We have assembled and continue to expand and grow a dynamic and agile team of digital thought leaders and life science and marketing experts, with a deep understanding of the intersection of health and technology to help integrate our digital activities across all aspects of the organization. In addition to attracting and retaining the best and the right talent, our employees across all spectrums of the company are going through the Takeda Digital Academy at an escalated rate – resulting in more digitally-experienced and -inclined brain power within our organization pushing forward our transformation.

We are supporting teams to engage with digital technology providers to conduct small scalable experiments to both learn and be a platform for wider deployment. In R&D, for instance our teams are collaborating with a range of academia and start-up partners to explore the use of novel behavioral markers which ideally are monitored remotely and a minimal burden to the patient that can be deployed in our clinical trials.

We also consider it our mission to promote good health within our organization, so our U.S. Business Unit employees were given a wearable device to enable them to be at the center of their own patient care, and help us further understand the patient experience in a real, daily, human sense.

We are passionate about our ability to transform the future for patients, and take seriously our investment in exponential innovations to be paired with our portfolio – we are taking a very opportunistic approach to digital in all parts of our business.

 

Conclusion

It is up to us.
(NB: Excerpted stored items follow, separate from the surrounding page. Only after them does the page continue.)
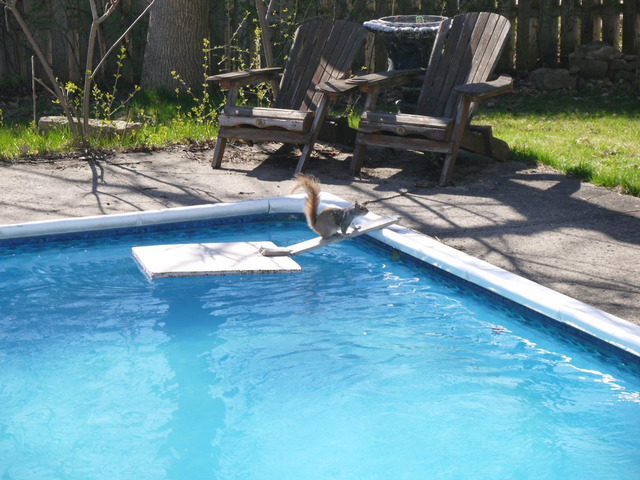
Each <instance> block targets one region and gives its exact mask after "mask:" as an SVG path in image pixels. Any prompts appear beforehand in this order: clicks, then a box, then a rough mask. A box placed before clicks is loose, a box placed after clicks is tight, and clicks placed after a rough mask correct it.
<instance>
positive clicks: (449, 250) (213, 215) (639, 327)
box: [0, 193, 640, 357]
mask: <svg viewBox="0 0 640 480" xmlns="http://www.w3.org/2000/svg"><path fill="white" fill-rule="evenodd" d="M322 199H323V204H331V205H338V206H346V205H348V202H346V201H345V200H343V199H341V198H340V197H337V196H335V195H331V194H327V193H324V194H323V196H322ZM303 206H304V197H303V196H301V195H289V196H284V197H275V198H266V199H260V200H249V201H243V202H237V203H217V204H208V205H199V206H193V207H179V208H169V209H164V210H153V211H142V212H133V213H122V214H114V215H99V216H92V217H81V218H67V219H62V220H45V221H38V222H28V223H20V224H13V225H0V240H2V239H19V238H26V237H34V236H46V235H55V234H63V233H80V232H86V231H96V230H109V229H116V228H127V227H140V226H152V225H161V224H170V223H179V222H188V221H196V220H208V219H217V218H226V217H236V216H247V215H261V214H278V213H302V212H303ZM378 218H380V217H379V216H378V215H375V214H373V213H369V214H368V215H367V217H365V220H367V221H370V220H375V219H378ZM356 223H357V222H356ZM369 235H370V236H371V237H373V238H375V239H376V240H378V241H380V242H382V243H384V244H387V245H389V246H390V247H393V248H395V249H397V250H399V251H401V252H404V253H406V254H408V255H410V256H412V257H415V258H416V259H418V260H420V261H423V262H425V263H427V264H430V265H432V266H434V267H437V268H439V269H441V270H444V271H446V272H448V273H450V274H453V275H455V276H457V277H460V278H463V279H465V280H468V281H469V282H471V283H474V284H476V285H478V286H480V287H483V288H485V289H487V290H489V291H491V292H495V293H496V294H498V295H500V296H502V297H505V298H507V299H509V300H513V301H514V302H516V303H518V304H521V305H524V306H525V307H528V308H530V309H532V310H534V311H536V312H539V313H541V314H543V315H545V316H546V317H549V318H551V319H554V320H556V321H558V322H560V323H563V324H567V325H570V326H572V327H574V328H576V329H578V330H581V331H583V332H586V333H587V334H590V335H592V336H595V337H597V338H599V339H601V340H604V341H605V342H607V343H610V344H612V345H615V346H616V347H618V348H621V349H623V350H625V351H627V352H629V353H632V354H634V355H636V356H638V357H640V326H638V325H635V324H633V323H631V322H628V321H626V320H624V319H622V318H619V317H616V316H615V315H611V314H609V313H606V312H604V311H602V310H599V309H597V308H595V307H593V306H591V305H588V304H586V303H583V302H580V301H578V300H575V299H573V298H571V297H568V296H567V295H563V294H561V293H559V292H556V291H554V290H551V289H550V288H547V287H544V286H542V285H539V284H537V283H535V282H532V281H530V280H527V279H525V278H522V277H520V276H518V275H516V274H514V273H511V272H508V271H506V270H504V269H502V268H498V267H496V266H493V265H491V264H489V263H487V262H485V261H483V260H479V259H477V258H474V257H472V256H470V255H468V254H466V253H464V252H461V251H459V250H456V249H454V248H451V247H448V246H446V245H444V244H442V243H441V242H439V241H437V240H435V239H434V238H431V237H429V236H427V235H424V234H421V233H418V232H416V231H414V230H411V229H408V228H406V227H402V226H401V225H392V226H391V227H388V228H385V229H383V230H379V231H377V232H373V233H370V234H369Z"/></svg>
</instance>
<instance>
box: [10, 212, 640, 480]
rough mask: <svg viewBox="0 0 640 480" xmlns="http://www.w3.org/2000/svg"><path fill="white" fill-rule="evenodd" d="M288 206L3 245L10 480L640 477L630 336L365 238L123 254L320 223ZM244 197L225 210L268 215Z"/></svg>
mask: <svg viewBox="0 0 640 480" xmlns="http://www.w3.org/2000/svg"><path fill="white" fill-rule="evenodd" d="M287 201H288V200H287ZM252 205H255V204H252ZM287 205H288V204H286V202H285V203H278V202H271V203H269V206H268V209H269V211H270V212H271V217H274V216H275V218H277V219H278V220H279V221H278V222H275V223H274V222H268V221H265V220H266V218H265V217H264V216H258V217H254V219H255V220H258V221H256V222H254V223H246V222H245V221H242V222H238V223H231V224H227V225H225V224H217V223H216V222H213V223H207V222H206V221H203V220H202V219H203V218H206V217H208V216H211V215H210V214H209V213H204V212H205V210H206V209H188V210H179V211H171V212H164V213H160V212H159V213H157V214H153V215H156V220H157V219H158V218H161V219H162V220H163V221H167V220H178V219H179V220H190V219H194V220H198V221H197V222H196V224H195V225H194V226H181V228H180V229H175V228H168V229H160V230H155V229H149V230H150V232H145V230H147V228H146V227H145V224H149V223H154V222H155V220H153V221H152V219H151V218H150V217H149V216H145V215H134V216H124V217H122V216H121V217H119V218H109V219H102V222H103V223H100V228H104V227H105V226H108V227H113V228H122V227H124V226H126V225H127V222H129V223H130V224H131V225H130V226H135V225H138V226H139V227H142V233H137V232H135V231H132V230H128V229H121V230H118V231H116V232H113V231H109V232H108V235H80V236H79V237H78V238H76V237H74V236H73V235H67V236H63V237H62V238H61V239H59V240H55V239H52V238H51V237H48V238H47V239H46V241H39V240H37V239H31V240H29V241H27V242H21V241H15V242H14V241H11V242H5V244H4V245H3V247H4V248H3V255H2V257H1V259H0V272H1V277H0V282H1V285H2V288H1V289H0V292H2V293H1V297H2V298H1V299H0V305H1V307H0V308H1V310H0V404H2V405H3V408H2V410H1V411H0V472H2V475H3V476H5V477H7V478H69V479H75V478H134V477H135V478H154V479H158V478H205V477H206V478H279V479H280V478H282V479H285V478H308V479H313V478H349V479H353V478H438V477H440V478H563V479H565V478H584V477H585V476H587V475H588V476H590V477H592V478H635V476H637V472H638V471H639V469H640V458H638V454H637V452H638V451H640V440H639V439H638V438H637V437H638V436H637V432H638V427H640V393H639V392H640V370H639V366H638V362H637V361H636V360H635V359H634V357H633V356H632V355H630V354H629V353H628V352H629V351H630V350H632V349H633V345H634V343H633V342H634V339H633V338H631V339H630V340H628V341H627V343H626V347H625V348H624V351H625V352H627V353H620V354H619V355H618V354H616V353H615V352H613V351H611V350H610V349H607V348H601V347H602V345H600V344H598V343H595V344H594V343H592V342H590V341H585V340H584V339H583V338H582V337H581V336H574V335H571V334H568V327H567V326H565V325H563V324H558V325H556V323H555V322H554V321H550V320H548V319H546V318H545V317H543V316H542V315H540V314H538V313H535V312H532V311H530V310H528V309H525V308H521V307H518V306H516V305H514V304H512V303H511V302H509V301H503V300H501V299H500V298H498V296H497V295H495V294H492V293H489V294H487V293H486V292H484V291H482V290H481V289H479V288H476V287H474V286H472V285H470V284H468V283H466V282H460V281H458V280H456V279H455V278H453V276H451V275H449V274H447V273H442V272H441V271H440V270H438V269H435V268H433V267H429V266H424V265H421V264H419V263H418V262H415V261H412V260H410V259H407V258H405V257H404V256H403V255H401V254H399V253H398V251H397V250H387V249H382V248H380V246H379V245H377V244H374V243H371V242H366V241H360V240H353V241H349V242H343V243H342V244H339V245H334V246H331V247H328V248H326V249H323V250H318V251H315V252H311V253H309V254H307V255H303V256H300V257H298V258H297V259H296V260H297V261H298V262H299V263H300V264H301V265H302V267H303V269H302V272H300V273H295V274H272V275H257V276H228V277H206V278H188V279H163V280H159V281H158V280H156V281H153V282H149V281H148V280H147V279H146V278H145V277H144V275H142V273H141V272H140V271H139V270H138V268H137V266H136V264H135V262H134V261H133V259H132V257H131V247H133V246H137V245H150V244H156V243H172V242H176V243H188V242H192V241H232V240H243V241H245V240H246V241H249V240H271V241H273V242H274V243H276V244H278V245H286V244H289V243H295V242H296V241H300V240H303V239H306V238H310V236H311V235H310V232H309V230H308V229H307V227H306V226H305V225H304V223H303V222H299V221H290V220H288V218H289V216H288V215H287V212H289V211H291V210H294V208H291V207H290V206H287ZM246 206H247V205H246V204H245V205H233V206H229V207H228V208H229V209H231V210H232V212H231V213H233V214H234V215H243V216H244V215H245V214H247V213H248V212H253V214H257V213H258V211H259V210H260V211H261V212H263V213H264V209H263V208H262V207H261V208H260V209H255V210H249V211H248V210H247V209H246ZM225 208H226V207H225ZM296 208H297V207H296ZM213 210H220V209H219V208H216V209H213ZM227 213H228V212H227ZM280 214H285V215H284V216H279V215H280ZM190 216H191V217H190ZM223 216H224V215H223ZM235 218H236V219H238V218H239V217H235ZM99 220H100V219H95V220H94V219H89V220H83V222H84V223H85V224H86V223H87V222H88V223H91V222H94V221H95V222H99ZM105 220H106V223H104V222H105ZM203 222H204V223H203ZM81 223H82V222H81ZM70 226H71V227H70ZM85 228H86V225H81V224H79V223H77V222H74V221H69V222H67V223H66V225H62V224H55V225H54V224H51V223H49V224H31V225H24V226H21V227H19V228H18V227H16V228H11V229H1V228H0V232H2V234H3V236H4V237H5V238H6V237H9V236H11V235H14V233H15V232H16V231H18V230H19V231H21V232H23V233H27V234H29V236H32V235H33V234H34V233H38V231H42V232H43V233H44V232H45V231H46V232H47V233H48V234H51V233H53V232H56V231H58V232H62V231H67V230H84V229H85ZM39 229H40V230H39ZM55 229H58V230H55ZM400 230H401V229H396V231H395V233H396V234H400V233H402V232H400ZM12 232H14V233H12ZM393 234H394V232H393V231H392V232H382V233H381V234H380V236H381V237H384V236H385V235H393ZM408 234H409V235H411V232H408ZM14 236H17V235H14ZM43 240H44V239H43ZM455 267H456V265H449V266H448V267H447V268H455ZM469 275H470V274H469ZM489 288H492V287H489ZM548 308H551V307H548ZM553 308H556V307H553ZM565 312H566V311H565ZM585 323H588V322H585ZM618 327H619V328H622V327H626V325H624V324H622V323H621V324H615V323H614V324H613V327H610V326H598V328H599V329H601V330H603V331H606V332H609V333H611V331H612V330H615V329H616V328H618ZM629 331H630V332H631V333H633V332H634V330H633V328H630V329H629ZM614 333H615V332H614ZM624 341H625V339H624V338H622V339H617V340H615V341H614V343H620V342H624Z"/></svg>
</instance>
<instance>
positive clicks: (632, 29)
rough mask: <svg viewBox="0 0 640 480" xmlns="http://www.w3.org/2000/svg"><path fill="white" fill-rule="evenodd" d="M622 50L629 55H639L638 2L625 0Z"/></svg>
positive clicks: (624, 4) (622, 12)
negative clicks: (637, 2)
mask: <svg viewBox="0 0 640 480" xmlns="http://www.w3.org/2000/svg"><path fill="white" fill-rule="evenodd" d="M622 15H623V17H622V51H623V52H624V53H626V54H629V55H637V54H638V48H639V47H640V45H638V42H639V37H640V19H638V6H637V4H636V2H630V1H626V2H624V7H623V12H622Z"/></svg>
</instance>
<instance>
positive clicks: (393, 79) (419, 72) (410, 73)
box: [345, 68, 424, 91]
mask: <svg viewBox="0 0 640 480" xmlns="http://www.w3.org/2000/svg"><path fill="white" fill-rule="evenodd" d="M423 74H424V69H422V68H415V69H412V70H389V71H387V72H379V73H370V74H368V75H360V76H358V77H353V78H349V79H347V80H345V82H346V83H347V84H351V85H357V86H358V87H360V90H362V91H368V90H370V89H372V88H376V87H377V88H389V87H393V86H396V85H403V84H405V83H409V82H412V81H415V80H422V78H421V76H422V75H423Z"/></svg>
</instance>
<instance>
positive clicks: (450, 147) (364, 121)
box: [318, 12, 513, 185]
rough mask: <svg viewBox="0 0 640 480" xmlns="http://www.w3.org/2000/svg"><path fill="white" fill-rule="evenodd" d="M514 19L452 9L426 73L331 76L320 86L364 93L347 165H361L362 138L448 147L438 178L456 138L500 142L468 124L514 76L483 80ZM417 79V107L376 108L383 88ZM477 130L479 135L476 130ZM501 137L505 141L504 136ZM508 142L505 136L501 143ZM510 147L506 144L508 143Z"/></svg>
mask: <svg viewBox="0 0 640 480" xmlns="http://www.w3.org/2000/svg"><path fill="white" fill-rule="evenodd" d="M510 28H511V25H510V24H509V20H508V19H507V18H505V17H502V16H500V15H497V14H494V13H486V12H483V13H469V14H463V15H457V16H456V17H454V18H453V19H448V20H445V21H444V22H442V24H441V25H440V29H439V31H438V34H437V37H436V40H435V43H434V47H433V51H432V54H431V59H430V61H429V65H428V67H427V71H426V73H425V72H424V71H420V70H411V71H389V72H384V73H376V74H370V75H364V76H361V77H355V78H352V79H348V80H345V81H342V82H328V83H327V84H324V85H320V86H319V87H318V88H319V89H320V90H321V91H324V92H325V93H328V94H329V95H330V96H331V97H332V96H334V95H338V94H342V93H344V92H346V91H349V90H350V89H352V88H353V86H354V85H357V86H358V87H359V88H360V90H361V91H362V92H365V93H366V94H367V98H366V101H365V111H364V113H363V115H362V118H361V120H360V125H359V128H358V134H357V137H356V147H355V150H354V153H353V159H352V162H351V173H352V174H354V175H355V174H357V173H359V172H360V169H361V167H362V162H363V159H364V154H365V149H366V147H367V146H376V147H391V148H398V149H415V150H420V151H433V152H441V153H444V154H446V157H445V162H444V167H443V169H442V173H441V176H440V182H439V184H440V185H446V184H447V183H449V181H450V179H451V174H452V172H453V167H454V164H455V161H456V157H457V155H458V150H459V149H460V146H461V145H463V146H465V148H466V145H465V142H466V143H468V144H469V146H470V148H472V149H476V147H481V148H480V149H481V151H482V153H485V154H489V155H491V154H492V150H494V147H495V145H496V144H497V142H502V141H501V140H498V139H494V138H493V136H492V134H491V128H490V127H479V128H478V129H475V130H474V131H472V130H471V129H470V127H469V122H470V119H471V117H472V115H473V112H474V111H475V109H476V106H477V103H478V102H479V101H480V100H483V99H486V98H489V97H493V96H495V95H499V94H501V93H505V92H508V91H510V90H511V89H512V85H513V82H512V79H511V78H510V77H508V76H501V77H500V78H498V79H497V80H494V81H488V79H489V77H490V75H491V74H492V73H493V69H494V68H495V65H496V63H497V62H498V59H499V58H500V54H501V53H502V50H503V48H504V46H505V44H506V42H507V40H508V37H509V32H510ZM417 79H420V80H422V90H421V93H420V97H419V99H418V103H417V105H416V111H415V114H403V113H398V114H389V113H379V112H375V111H374V109H375V107H376V102H377V98H378V94H379V93H380V91H381V90H382V89H383V88H388V87H391V86H396V85H400V84H403V83H407V82H410V81H416V80H417ZM478 135H481V136H482V138H481V140H480V141H479V142H478V139H477V136H478ZM502 144H504V142H502ZM504 146H506V144H504ZM506 148H507V152H508V147H506Z"/></svg>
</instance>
It is up to pharma and tech to seek each other out and foster a collaborative environment, and engage other experts and influencers – we can work together to develop the best solutions possible to address serious clinical issues.

This extends beyond borders – this is about improving health and the face of healthcare on a global scale. It’s up to us to collaborate across the pharmaceutical industry and extended healthcare community to push this evolution forward – and build a “Better Health and Brighter Future” for patients. This is about an imperative, not an option.

It is inspiring. Exponential change is close. And this will be achieved by putting the patient at the core. We have already embarked on the path of wearables. We must now work together to take the next step of making them engaging, embedded and relevant – and that’s when we’ll truly unlock their potential for patients.